Dass sie sich dabei gelegentlich die Hände schmutzig macht und körperlich harte Arbeit leisten muss , stört Victoria-Dominique Elze überhaupt nicht. Zumal die Arbeit unter anderem durch einen Gabelstapler erleichtert wird. Der Stapler-Führerschein ist Teil der Ausbildung. „Ich empfinde meine Arbeit als abwechslungsreich. Und der Kundenkontakt macht mir auch Spaß.“ Und dabei wollte sie früher Tierpflegerin werden.

Ein anspruchsvoller Beruf in der Abfallwirtschaft ist es geworden. Gute Schulnoten in Mathe, Chemie und anderen Naturwissenschaften waren eine Voraussetzung dafür. Denn in der Berufsschule und im Lehrlabor standen unter anderem das Entnehmen von Proben und das Vornehmen chemischer Analysen auf dem Lehrplan.

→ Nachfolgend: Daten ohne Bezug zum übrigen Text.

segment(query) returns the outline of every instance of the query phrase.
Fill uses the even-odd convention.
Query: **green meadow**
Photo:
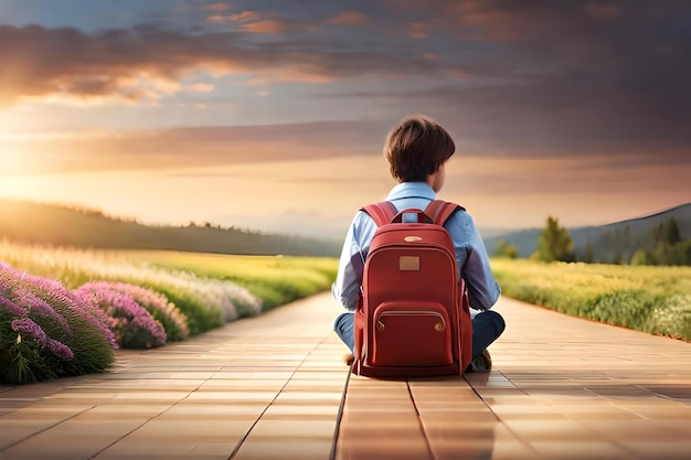
[[[691,267],[492,259],[503,296],[691,341]]]
[[[164,295],[192,335],[328,290],[338,259],[161,250],[76,249],[0,240],[0,260],[67,289],[117,281]]]

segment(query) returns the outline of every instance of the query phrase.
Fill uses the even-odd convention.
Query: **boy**
[[[391,175],[398,184],[389,196],[398,211],[424,210],[446,179],[445,164],[454,154],[456,146],[449,133],[436,121],[425,116],[413,116],[394,127],[384,143],[384,156],[389,160]],[[490,308],[499,299],[501,290],[492,275],[485,244],[475,227],[470,214],[457,211],[444,227],[449,232],[456,252],[458,276],[468,286],[470,308],[480,310],[472,318],[474,371],[488,372],[491,360],[487,346],[504,330],[501,315]],[[352,363],[354,347],[353,320],[358,292],[362,284],[364,259],[376,231],[374,221],[364,212],[355,214],[346,236],[338,276],[332,286],[333,297],[348,311],[341,313],[334,324],[336,333],[348,345]]]

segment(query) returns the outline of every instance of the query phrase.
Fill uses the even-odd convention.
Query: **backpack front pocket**
[[[451,324],[436,302],[383,302],[374,310],[371,364],[443,366],[454,362]]]

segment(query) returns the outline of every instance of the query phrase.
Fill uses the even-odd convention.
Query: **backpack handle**
[[[418,224],[434,224],[433,218],[429,217],[427,214],[425,214],[424,211],[416,210],[416,208],[413,208],[413,207],[401,211],[398,214],[396,214],[394,216],[394,218],[391,221],[391,223],[392,224],[401,224],[401,223],[403,223],[403,215],[404,214],[415,214],[415,215],[417,215],[417,223]]]

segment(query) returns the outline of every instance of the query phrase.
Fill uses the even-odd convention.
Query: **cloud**
[[[327,18],[327,24],[337,25],[365,25],[370,22],[370,17],[360,11],[342,11],[336,15]]]
[[[393,76],[415,69],[421,61],[387,58],[378,51],[337,53],[328,43],[306,51],[285,38],[274,43],[240,40],[242,33],[278,34],[290,28],[267,20],[242,24],[244,32],[185,34],[139,26],[87,34],[70,28],[2,25],[0,105],[49,96],[98,103],[156,100],[177,94],[181,81],[202,69],[215,76],[253,75],[258,82],[323,83],[363,72]]]
[[[232,7],[227,3],[209,3],[204,6],[206,11],[230,11]]]
[[[209,22],[245,22],[256,21],[259,19],[259,14],[256,11],[243,11],[240,13],[231,14],[212,14],[206,18]]]
[[[201,105],[198,109],[204,109]],[[386,126],[366,121],[177,128],[107,136],[0,138],[23,161],[0,175],[202,168],[286,160],[379,157]],[[9,167],[8,167],[9,168]]]

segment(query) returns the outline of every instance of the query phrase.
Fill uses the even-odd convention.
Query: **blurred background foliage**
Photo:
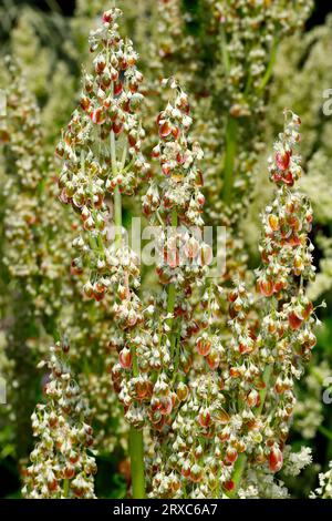
[[[147,61],[147,63],[143,63],[145,68],[149,63],[144,55],[144,45],[146,39],[151,39],[154,31],[151,8],[153,3],[148,1],[133,2],[132,0],[118,2],[125,11],[126,32],[134,40],[143,60]],[[322,321],[322,326],[318,330],[318,345],[307,376],[298,389],[300,399],[297,405],[291,443],[297,449],[303,445],[304,439],[305,445],[313,450],[314,464],[307,469],[301,478],[292,481],[290,478],[287,479],[291,494],[295,498],[308,497],[309,491],[317,486],[318,472],[326,469],[329,460],[332,459],[332,405],[324,405],[322,400],[324,387],[329,385],[326,378],[332,375],[332,174],[330,166],[332,160],[332,118],[326,118],[322,113],[323,92],[332,88],[332,64],[330,63],[332,57],[332,7],[329,6],[330,2],[323,0],[317,0],[314,3],[314,10],[307,21],[304,34],[290,35],[279,45],[263,129],[263,141],[269,149],[273,136],[280,131],[280,114],[283,108],[291,108],[302,118],[301,152],[307,172],[302,180],[302,190],[310,196],[314,208],[315,225],[312,239],[317,248],[315,262],[319,267],[317,282],[310,287],[310,295],[317,304],[322,300],[326,300],[328,304],[326,308],[318,309]],[[41,109],[44,147],[50,155],[53,153],[61,127],[70,119],[76,102],[76,93],[80,92],[81,63],[89,60],[86,37],[94,24],[96,14],[107,7],[107,2],[100,0],[77,0],[76,2],[68,0],[0,1],[1,58],[10,52],[20,61],[28,88],[35,95]],[[209,67],[210,43],[205,33],[206,13],[201,9],[200,1],[183,0],[183,12],[190,14],[186,19],[188,35],[197,39],[198,42],[207,41],[206,49],[203,49],[199,58],[206,67]],[[3,68],[0,69],[0,78],[4,78],[6,81]],[[260,155],[259,166],[255,170],[255,196],[251,197],[247,216],[241,219],[239,226],[245,236],[250,267],[256,267],[259,264],[257,251],[260,233],[259,214],[270,196],[266,159],[264,154]],[[0,206],[2,228],[4,200],[6,194],[2,193]],[[55,204],[55,208],[58,206]],[[59,212],[61,213],[62,210]],[[58,218],[61,221],[62,217]],[[61,223],[58,224],[61,226]],[[3,229],[1,229],[1,234],[3,235]],[[70,248],[70,245],[68,247]],[[1,245],[0,248],[2,255],[3,246]],[[68,258],[70,259],[70,254],[68,254]],[[0,268],[2,311],[0,319],[0,370],[2,375],[9,375],[13,364],[8,356],[8,349],[6,349],[8,329],[11,327],[9,325],[7,293],[10,283],[2,264]],[[11,302],[11,306],[15,320],[20,323],[20,338],[22,338],[22,329],[29,329],[24,331],[24,337],[29,339],[27,346],[29,356],[25,356],[24,351],[21,361],[15,359],[15,364],[23,364],[21,367],[23,374],[12,387],[13,392],[20,391],[21,397],[27,397],[29,391],[29,399],[28,402],[24,401],[23,406],[22,403],[20,407],[14,406],[17,407],[14,411],[7,406],[0,406],[0,494],[8,498],[20,494],[20,464],[24,463],[24,458],[31,448],[30,415],[41,395],[41,382],[34,369],[38,357],[35,354],[31,355],[33,339],[37,337],[34,329],[38,326],[34,318],[27,315],[27,309],[22,309],[20,303]],[[48,337],[48,327],[44,323],[43,327],[44,335]],[[95,336],[97,335],[100,331],[96,331]],[[20,338],[17,341],[20,341]],[[46,345],[48,341],[44,340],[44,344]],[[87,357],[87,364],[90,362]],[[97,374],[96,371],[95,375]],[[27,378],[29,382],[25,381]],[[95,378],[98,377],[95,376]],[[87,381],[85,385],[89,386],[91,382]],[[114,409],[117,407],[112,401],[106,406]],[[114,409],[112,409],[113,412]],[[116,418],[116,415],[114,416]],[[116,422],[117,420],[115,420]],[[124,428],[118,426],[118,422],[115,426],[112,420],[111,423],[111,427],[108,426],[111,431],[113,429],[114,432],[123,432]],[[116,431],[116,429],[120,430]],[[108,440],[107,450],[100,450],[96,478],[97,497],[121,498],[126,494],[128,467],[125,451],[126,445],[114,440],[113,442]]]

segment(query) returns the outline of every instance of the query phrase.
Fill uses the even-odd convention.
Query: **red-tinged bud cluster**
[[[93,71],[84,73],[80,106],[56,152],[64,161],[60,200],[72,205],[82,225],[74,241],[80,257],[71,270],[80,275],[89,266],[87,298],[100,302],[111,287],[115,289],[120,303],[114,310],[124,326],[134,327],[142,319],[139,302],[131,290],[133,284],[139,285],[137,257],[112,241],[107,223],[114,212],[106,202],[115,192],[133,194],[148,172],[137,115],[143,76],[131,40],[124,41],[118,33],[121,14],[116,8],[106,11],[101,27],[90,35],[91,52],[96,53]]]
[[[94,499],[95,460],[87,453],[93,446],[91,411],[81,397],[68,364],[69,345],[55,344],[46,368],[46,405],[33,412],[33,435],[39,438],[30,454],[22,493],[30,499]]]
[[[308,234],[312,227],[312,210],[305,197],[291,191],[301,176],[300,156],[294,145],[300,141],[300,120],[286,112],[284,132],[276,143],[274,161],[270,160],[271,180],[280,186],[277,197],[263,216],[264,239],[260,246],[263,268],[258,277],[258,287],[264,297],[282,298],[294,277],[312,279],[312,245]],[[292,185],[276,180],[282,172],[291,172]],[[280,174],[280,175],[279,175]]]
[[[301,176],[301,157],[294,150],[300,142],[300,119],[290,111],[284,115],[284,131],[274,145],[274,159],[269,162],[277,193],[263,215],[262,266],[257,272],[258,290],[263,297],[259,329],[263,387],[258,403],[262,413],[266,400],[273,408],[270,417],[263,417],[267,436],[261,450],[271,472],[282,468],[295,405],[294,380],[301,377],[315,345],[314,309],[304,289],[304,282],[314,278],[313,246],[309,239],[312,211],[308,200],[294,188]],[[252,396],[248,395],[249,399]]]

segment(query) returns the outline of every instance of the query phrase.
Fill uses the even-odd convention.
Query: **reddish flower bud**
[[[123,369],[129,369],[132,367],[132,354],[126,347],[118,355],[118,361]]]
[[[276,163],[278,165],[278,168],[287,170],[289,167],[290,157],[290,152],[284,151],[283,153],[278,153],[276,155]]]
[[[211,341],[207,338],[198,338],[196,347],[199,355],[206,357],[211,350]]]
[[[295,331],[297,329],[300,329],[302,325],[302,318],[298,317],[298,315],[294,311],[291,311],[288,316],[288,323],[290,328]]]
[[[283,464],[283,456],[279,448],[273,448],[269,456],[269,468],[271,472],[279,472]]]
[[[235,463],[238,459],[238,451],[234,447],[229,447],[226,451],[226,460],[229,463]]]
[[[207,428],[211,422],[211,415],[208,409],[200,409],[198,415],[198,423],[203,428]]]

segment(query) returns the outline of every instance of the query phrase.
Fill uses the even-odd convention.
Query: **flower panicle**
[[[48,369],[44,384],[46,403],[33,412],[33,436],[39,440],[24,472],[22,493],[30,499],[94,499],[96,464],[91,411],[81,397],[68,362],[64,339],[50,349],[50,358],[39,364]]]

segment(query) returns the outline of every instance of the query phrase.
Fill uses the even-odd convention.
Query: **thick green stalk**
[[[111,159],[112,172],[117,174],[116,143],[114,132],[111,132]],[[126,147],[123,151],[121,167],[124,167],[126,159]],[[122,243],[122,196],[118,186],[114,191],[114,224],[115,224],[115,244],[121,247]],[[135,347],[132,348],[133,375],[137,377],[138,364]],[[133,499],[145,498],[145,476],[144,476],[144,440],[143,430],[136,429],[134,426],[129,428],[129,457],[132,472]]]
[[[139,375],[137,355],[135,346],[132,347],[133,375]],[[143,429],[138,430],[131,426],[129,430],[129,457],[132,472],[133,499],[145,498],[145,476],[144,476],[144,439]]]
[[[259,85],[259,91],[262,91],[267,86],[267,84],[269,83],[269,81],[271,79],[271,75],[272,75],[273,69],[274,69],[274,64],[276,64],[276,60],[277,60],[278,44],[279,44],[279,41],[276,38],[273,43],[272,43],[269,64],[267,67],[263,79],[261,80],[260,85]]]
[[[226,204],[229,204],[231,202],[235,157],[237,151],[237,119],[229,115],[226,126],[226,154],[224,165],[224,186],[221,193],[222,201]]]
[[[176,212],[176,210],[173,210],[173,212],[172,212],[172,227],[176,227],[176,226],[177,226],[177,212]],[[169,314],[169,315],[174,314],[175,299],[176,299],[176,286],[175,286],[174,283],[172,283],[168,286],[168,298],[167,298],[167,314]],[[172,339],[173,339],[173,335],[172,335],[173,320],[174,320],[173,316],[167,319],[167,325],[170,328],[170,338]],[[172,344],[172,346],[174,345],[173,341],[170,341],[170,344]]]
[[[272,375],[272,369],[273,369],[272,365],[267,366],[266,369],[264,369],[264,372],[263,372],[264,388],[259,394],[260,403],[259,403],[259,407],[255,411],[256,416],[261,415],[261,412],[263,410],[267,394],[268,394],[268,390],[269,390],[269,384],[270,384],[270,378],[271,378],[271,375]],[[234,481],[235,487],[234,487],[234,490],[228,494],[229,498],[235,498],[235,496],[237,494],[237,492],[240,488],[240,484],[241,484],[241,479],[242,479],[242,474],[243,474],[245,469],[246,469],[246,464],[247,464],[247,456],[245,453],[242,453],[238,457],[238,459],[235,463],[235,469],[234,469],[234,474],[232,474],[232,481]]]
[[[69,497],[69,479],[65,479],[63,481],[63,497],[64,498]]]

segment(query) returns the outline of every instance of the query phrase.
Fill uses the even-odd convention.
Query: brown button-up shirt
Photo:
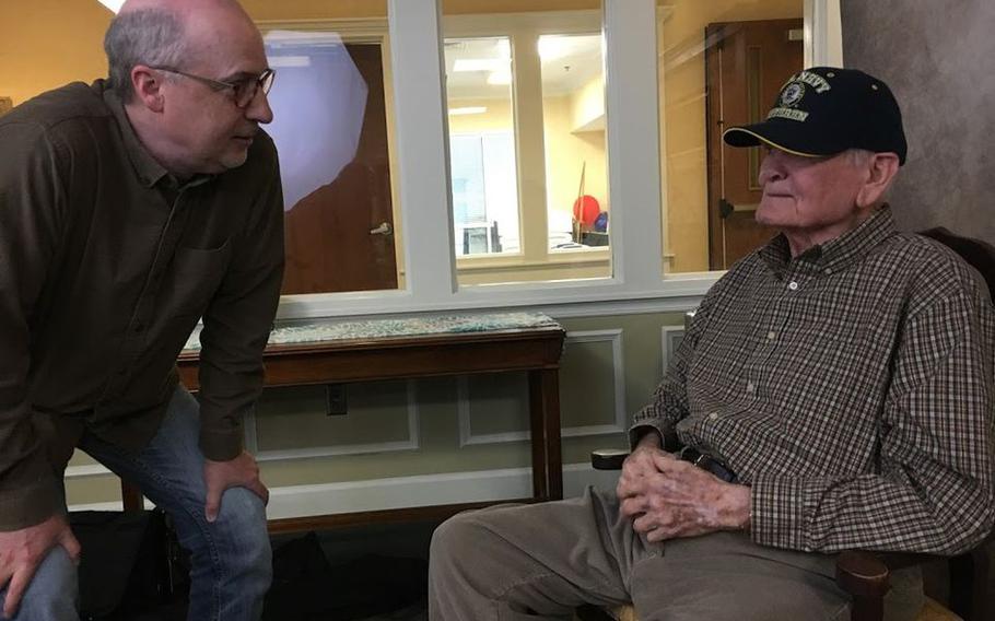
[[[995,519],[995,316],[978,273],[889,209],[705,296],[640,427],[750,484],[758,543],[955,553]]]
[[[0,118],[0,530],[61,508],[84,429],[129,449],[151,440],[201,317],[200,446],[235,457],[282,270],[265,133],[243,166],[180,184],[103,81]]]

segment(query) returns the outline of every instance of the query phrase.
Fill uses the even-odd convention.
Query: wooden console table
[[[531,500],[563,497],[559,366],[563,328],[545,315],[479,314],[411,319],[338,321],[280,328],[264,354],[266,386],[373,382],[440,375],[528,372],[531,420]],[[197,335],[177,366],[196,390]],[[481,504],[481,503],[476,503]],[[464,506],[337,514],[272,520],[270,530],[445,516]]]

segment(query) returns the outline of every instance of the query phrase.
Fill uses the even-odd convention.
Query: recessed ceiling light
[[[488,84],[502,86],[512,83],[512,72],[508,70],[493,71],[488,75]]]
[[[457,58],[453,71],[501,71],[507,63],[507,58]]]

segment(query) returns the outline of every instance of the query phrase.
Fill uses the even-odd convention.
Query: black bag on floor
[[[132,619],[169,601],[188,579],[175,534],[160,509],[72,512],[69,524],[82,547],[84,620]]]
[[[314,532],[273,551],[264,621],[346,621],[410,607],[428,593],[422,559],[367,554],[331,565]]]

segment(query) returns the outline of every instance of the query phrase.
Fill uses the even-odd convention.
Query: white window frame
[[[839,0],[804,2],[806,65],[840,65]],[[722,272],[663,273],[655,0],[604,0],[613,272],[605,279],[457,285],[440,1],[388,0],[388,24],[397,153],[393,174],[405,223],[400,250],[407,288],[284,295],[279,319],[567,309],[574,304],[655,310],[696,305]]]

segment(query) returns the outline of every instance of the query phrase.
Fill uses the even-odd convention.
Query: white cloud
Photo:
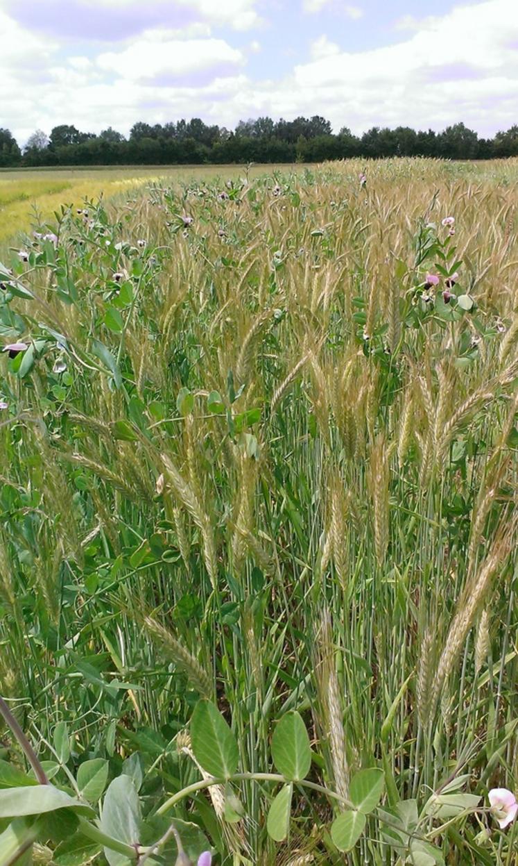
[[[334,11],[341,12],[354,21],[361,18],[363,15],[363,10],[360,9],[359,6],[349,6],[347,4],[344,6],[341,3],[336,3],[334,0],[303,0],[302,8],[304,12],[315,13],[322,12],[325,6],[330,5],[335,7]]]
[[[320,12],[329,0],[304,0],[302,8],[304,12]]]
[[[201,8],[201,0],[196,3]],[[323,114],[336,130],[347,126],[355,132],[400,124],[439,130],[464,120],[492,135],[516,122],[515,3],[457,6],[412,22],[397,43],[368,51],[345,52],[320,36],[308,61],[283,77],[266,62],[272,55],[265,31],[262,81],[246,72],[254,50],[250,40],[238,49],[230,37],[209,36],[208,29],[186,38],[155,29],[125,40],[118,50],[110,46],[92,55],[89,66],[77,47],[67,58],[55,42],[35,36],[0,13],[2,125],[21,143],[37,126],[49,132],[73,123],[99,132],[112,126],[127,133],[137,120],[163,123],[193,115],[233,127],[240,119],[261,114]],[[244,0],[235,3],[241,11],[253,8]],[[80,51],[86,51],[82,45]],[[254,59],[255,68],[258,62]]]
[[[331,42],[325,35],[315,39],[310,46],[312,60],[321,60],[323,57],[332,57],[340,54],[340,48],[336,42]]]
[[[219,66],[236,67],[243,61],[241,52],[222,39],[169,39],[158,31],[149,31],[124,50],[102,54],[97,60],[101,69],[133,81],[161,76],[183,78]]]
[[[176,0],[175,5],[187,8],[201,18],[214,24],[230,25],[235,30],[248,30],[257,27],[261,19],[254,7],[257,0]],[[96,0],[99,6],[122,10],[140,8],[141,0]],[[170,0],[162,0],[164,8],[171,6]],[[155,2],[152,5],[160,6]]]

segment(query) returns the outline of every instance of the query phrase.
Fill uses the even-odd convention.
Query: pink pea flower
[[[28,348],[27,343],[9,343],[3,346],[2,351],[9,352],[10,358],[16,358],[21,352],[25,352]]]
[[[491,811],[501,830],[504,830],[518,814],[518,803],[512,792],[507,788],[492,788],[488,794]]]
[[[458,280],[458,274],[455,271],[455,274],[451,274],[447,280],[444,281],[446,288],[453,288],[455,283]]]

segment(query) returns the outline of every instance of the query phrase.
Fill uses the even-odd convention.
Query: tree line
[[[61,124],[50,135],[36,130],[22,149],[9,129],[0,128],[0,167],[38,165],[161,165],[203,163],[321,162],[349,157],[440,157],[490,159],[518,156],[518,126],[479,138],[464,123],[441,132],[373,126],[354,135],[343,126],[333,133],[323,117],[240,120],[233,131],[199,118],[166,124],[139,121],[126,139],[111,126],[99,135]]]

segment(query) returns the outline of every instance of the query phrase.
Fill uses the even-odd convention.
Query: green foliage
[[[515,166],[364,169],[148,181],[6,253],[10,861],[512,860]]]
[[[232,731],[210,701],[200,701],[190,721],[195,757],[207,772],[230,779],[237,770],[240,755]]]
[[[298,782],[305,779],[311,766],[311,749],[305,725],[298,713],[286,713],[272,738],[272,757],[277,769],[286,779]]]

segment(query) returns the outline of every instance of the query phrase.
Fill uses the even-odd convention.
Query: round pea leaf
[[[311,766],[311,747],[306,727],[297,712],[286,713],[273,732],[272,757],[285,779],[299,782]]]
[[[270,806],[266,830],[268,836],[276,842],[282,842],[288,835],[292,793],[293,785],[285,785]]]
[[[240,753],[235,737],[217,707],[200,701],[190,721],[193,752],[211,776],[229,779],[236,772]]]
[[[349,799],[355,809],[368,815],[375,809],[383,793],[385,776],[382,770],[375,767],[360,770],[351,779]]]
[[[367,818],[363,812],[342,812],[331,824],[331,838],[339,851],[351,851],[365,830]]]

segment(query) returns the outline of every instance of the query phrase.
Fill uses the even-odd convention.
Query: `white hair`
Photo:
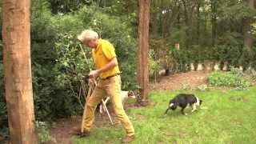
[[[83,42],[86,39],[98,39],[98,34],[94,30],[85,30],[82,31],[82,33],[78,36],[78,39],[81,42]]]

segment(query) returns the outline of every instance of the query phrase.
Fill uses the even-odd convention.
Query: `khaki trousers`
[[[96,106],[106,95],[110,97],[112,106],[117,118],[121,122],[128,136],[134,135],[134,129],[127,117],[121,98],[121,78],[119,75],[106,80],[100,80],[92,95],[86,98],[84,130],[90,131],[94,121]]]

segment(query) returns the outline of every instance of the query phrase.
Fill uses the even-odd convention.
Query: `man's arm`
[[[106,65],[104,67],[98,70],[91,70],[89,74],[89,76],[90,78],[97,78],[100,74],[104,73],[109,70],[111,70],[118,65],[118,62],[117,58],[113,58],[110,60],[110,62],[107,65]]]

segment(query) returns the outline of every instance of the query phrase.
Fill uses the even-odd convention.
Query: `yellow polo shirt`
[[[107,65],[114,58],[116,57],[114,46],[106,40],[98,39],[98,44],[96,49],[93,49],[93,58],[97,69],[101,69]],[[119,74],[118,66],[100,74],[101,78]]]

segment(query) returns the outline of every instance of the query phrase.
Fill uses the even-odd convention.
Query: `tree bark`
[[[254,9],[254,0],[247,0],[247,5],[250,8]],[[242,33],[243,33],[243,42],[244,46],[247,48],[249,51],[252,50],[253,47],[253,38],[252,38],[252,30],[251,30],[251,18],[245,18],[243,20]]]
[[[216,18],[217,18],[217,6],[216,0],[210,1],[210,7],[211,7],[211,24],[212,24],[212,46],[215,46],[215,39],[216,39]]]
[[[149,92],[148,50],[149,50],[149,24],[150,0],[139,0],[139,26],[137,78],[140,87],[142,101],[147,99]]]
[[[200,42],[200,21],[201,21],[201,18],[200,18],[200,6],[201,6],[201,2],[198,1],[198,7],[197,7],[197,12],[198,12],[198,26],[197,26],[197,33],[198,33],[198,38],[197,38],[197,44],[199,45],[199,42]]]
[[[10,143],[36,144],[30,0],[2,2],[3,63]]]

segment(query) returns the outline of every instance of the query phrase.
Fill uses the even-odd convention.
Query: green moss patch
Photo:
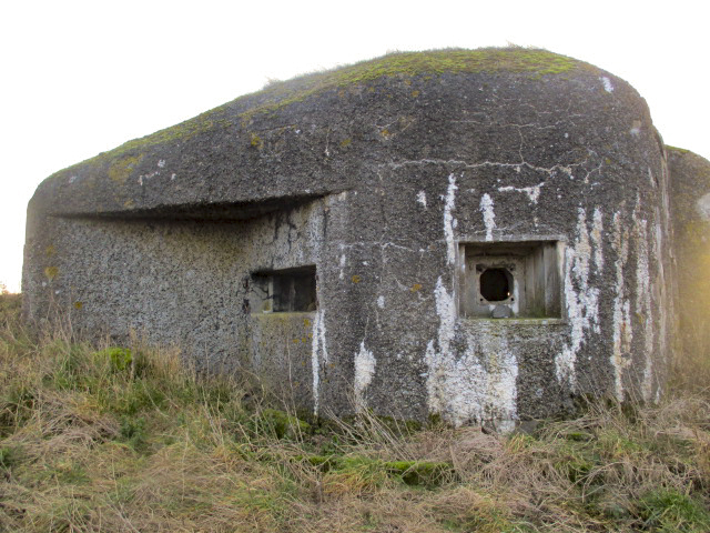
[[[359,63],[341,67],[325,72],[304,74],[285,82],[271,83],[254,94],[240,97],[232,102],[206,111],[180,124],[166,128],[141,139],[129,141],[119,148],[101,153],[84,161],[111,162],[110,175],[114,181],[125,181],[125,170],[138,164],[135,161],[119,160],[126,153],[138,153],[176,140],[186,140],[197,134],[224,129],[233,125],[233,120],[225,118],[227,108],[236,103],[246,103],[239,117],[248,121],[257,113],[271,113],[281,108],[305,100],[327,90],[343,89],[349,86],[369,83],[385,77],[413,78],[422,76],[433,79],[445,73],[523,73],[531,78],[561,74],[577,68],[589,69],[591,66],[575,59],[539,49],[525,48],[485,48],[478,50],[433,50],[427,52],[396,52]],[[418,91],[414,91],[418,95]],[[413,93],[413,94],[414,94]],[[248,107],[248,101],[255,103]],[[258,140],[250,139],[250,145],[261,148]],[[114,163],[113,161],[116,160]],[[113,165],[116,165],[114,169]],[[74,165],[77,167],[77,165]]]

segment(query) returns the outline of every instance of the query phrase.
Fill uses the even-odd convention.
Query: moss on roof
[[[202,132],[230,127],[233,124],[233,119],[227,119],[225,111],[227,108],[240,103],[245,104],[246,109],[239,117],[242,120],[248,120],[257,113],[273,112],[320,92],[367,83],[383,77],[437,76],[462,72],[513,72],[528,73],[534,78],[541,78],[560,74],[580,67],[592,68],[588,63],[547,50],[517,47],[395,52],[355,64],[324,72],[303,74],[288,81],[272,83],[258,92],[240,97],[185,122],[141,139],[128,141],[110,152],[102,152],[79,164],[101,164],[115,160],[128,152],[138,153],[156,144],[189,139]]]

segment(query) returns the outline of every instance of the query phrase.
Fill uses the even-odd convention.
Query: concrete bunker
[[[316,414],[509,429],[584,394],[653,401],[676,179],[646,102],[604,70],[390,54],[48,178],[24,313],[180,345]]]

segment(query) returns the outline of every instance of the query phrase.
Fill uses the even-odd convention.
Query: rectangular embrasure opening
[[[256,272],[251,309],[257,313],[310,312],[317,308],[315,265]]]
[[[560,241],[459,245],[459,311],[468,318],[561,319]]]

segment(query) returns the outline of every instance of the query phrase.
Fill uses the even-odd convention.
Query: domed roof
[[[572,114],[586,122],[577,124],[584,142],[601,142],[610,123],[628,130],[631,118],[650,125],[630,86],[565,56],[523,48],[398,52],[271,83],[129,141],[55,173],[34,202],[54,214],[141,215],[323,195],[352,187],[376,161],[506,159],[510,131],[501,124],[549,129]],[[565,157],[586,153],[579,141],[561,144]],[[550,147],[541,142],[530,164],[559,159]]]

Ihren Facharbeiterbrief hat sie also in der Tasche. Eine vorerst befristete Übernahme bei der HWS, einem Tochterunternehmen der halleschen Stadtwerke, ist sehr wahrscheinlich. „Ich bin erst einmal froh, die Prüfungen überstanden zu haben“, sagt sie. Wahrscheinlich wird sie beruflich aber noch einen Schritt weitergehen und studieren.